The word “stochastic” is not a commonly used word. The word only recently entered the vernacular of chemists and biologists when studying the organisms living in our gut, also called our microbiome. So what does it mean? “[A stochastic process is] like rolling a die … [it means] it’s random,” said Eric Jones, a postdoctoral researcher at Simon Fraser University in British Columbia, Canada, who received her doctoral degree in physics at UC Santa Barbara.

The success of one bacteria implanting into a microbiome has been tough for scientists to measure. Courtesy of National Human Genome Research Institute

The stochastic model of implantation by organisms — such as by taking up semi-permanent residence in your microbiome — is a recent development in the field. 

Researchers do this by applying probabilities to the likelihood of a given species implanting in a biome. 

“You could say, for some species, let’s define successful colonization only if you roll a one. Whereas for other species that are stronger colonizers, maybe they’ll colonize so long as you roll a one, two, three or four,” Jones elaborated.

And in their new paper in “Proceedings of the National Academy of Sciences,” titled “Stochastic microbiome assembly depends on context,” Jones, UCSB physics professor Jean Carlson and their colleagues discussed the introduction of the notion of context to the field. Jones was a doctoral student in the physics department with Carlson when he started to work on the published material. Instead of focusing on the individual successes of isolated microorganisms implanting in a microbiome, the report looked at how the presence of other microorganisms affects the process. 

“The context part means that the weighing of the die itself is affected by which other species [are already present],” Jones explained. “[I]n effect, [nature] is rolling a die that is no longer fair.” This is the context present to a given species when it is given the opportunity to implant in a microbiome. A given species will have different odds of colonizing a microbiome if other species are present. Jones and Carlson introduced a weighted statistical method to quantify this contextual model of implantation.

According to Jones, the human microbiome is difficult to experimentally probe as there are thousands of species present in our microbiome at any given time. William Ludington’s group at the Carnegie Institution for Science and Johns Hopkins University Department of Biology instead looked at the microbiome of fruit flies that were bred to be born with no bacteria initially present in their microbiomes. Ludington is a co-author on the paper and his group contributed all the experimental data found in the report. The flies were fed a yeast compound with a known dosage of any combination of five bacteria species from the genera Lactobacillus and Acetobacter. The Ludington group meticulously fed a specific fly only one of these compounds, and each of the bacterial combinations was fed to 48 different flies. The microbiomes of the fruit flies were then sequenced to see how successful each species was at impacting the microbiomes.

With 48 data points for each of the 31 possible combinations of bacteria, Jones and Carlson were able to apply a stochastic- and context-dependent statistical model to the probabilities of a given bacteria species impacting the microbiome. They compared their new method to the success of older models of species success rates and looked at the difference between their experimental results and theoretical predictions. Each of the models was considered to have “explained” a bacterial species combination if the model predicted a success rate within two standard deviations of the experimental data. Independent models that do not rely on context predicted 20 of the 31 combinations. Jones and Carlson’s context-dependent model predicted 24 of the 31.

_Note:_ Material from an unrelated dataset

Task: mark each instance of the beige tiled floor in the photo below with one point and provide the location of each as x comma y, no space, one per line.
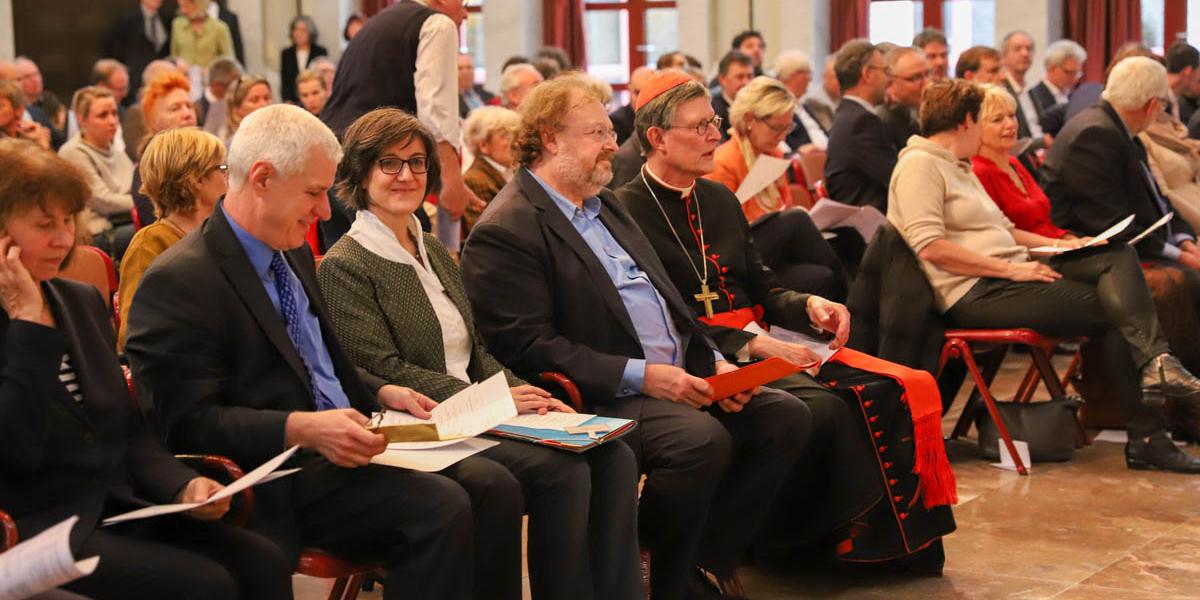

Underlying the urgency to this new analysis is the booming field of probiotic treatments and fecal transplants to positively alter human microbiomes. Current therapies are similar to the experiments conducted in Ludington’s lab — some work and some don’t. Not all fecal transplants are created equal; some people get categorized as “super-donors.” 

“They have really good poop,” Jones said. “Really good at colonizing and grafting in other people’s guts. [M]aybe these super-donors have some bacteria that are strong colonizers like we’ve seen in our experiments.” 

Two people can receive fecal transplants with the same goal — to implant a given bacteria species — and one could succeed while the other could fail. 

The stochastic model is a scientific way of explaining random successes and failures. Jones and Carlson’s new context-dependent model will hopefully expand the field’s thought process on how to improve microbiome therapies. The success of one bacteria implanting into a microbiome has been tough for scientists to measure. 

“When you say how successful a fecal transplant is, it’s hard to quantify,” Jones said. “[You] have a sick person’s gut made up of a thousand species of bacteria, and each of those species has some abundance. It’s a big vector.” 

With a context-dependent model, interactions between different species can be quantified and applied in designing better fecal transplants. A bacterial species not initially requested or required for a fecal transplant could now be important in the success of the therapy if it aids in impacting another desired bacterium. The context-dependent model could be a paradigm shift in this field.

“That’s the hope,” Jones said. “It would be fair to say that this is not really how people thought about [fecal transplants].”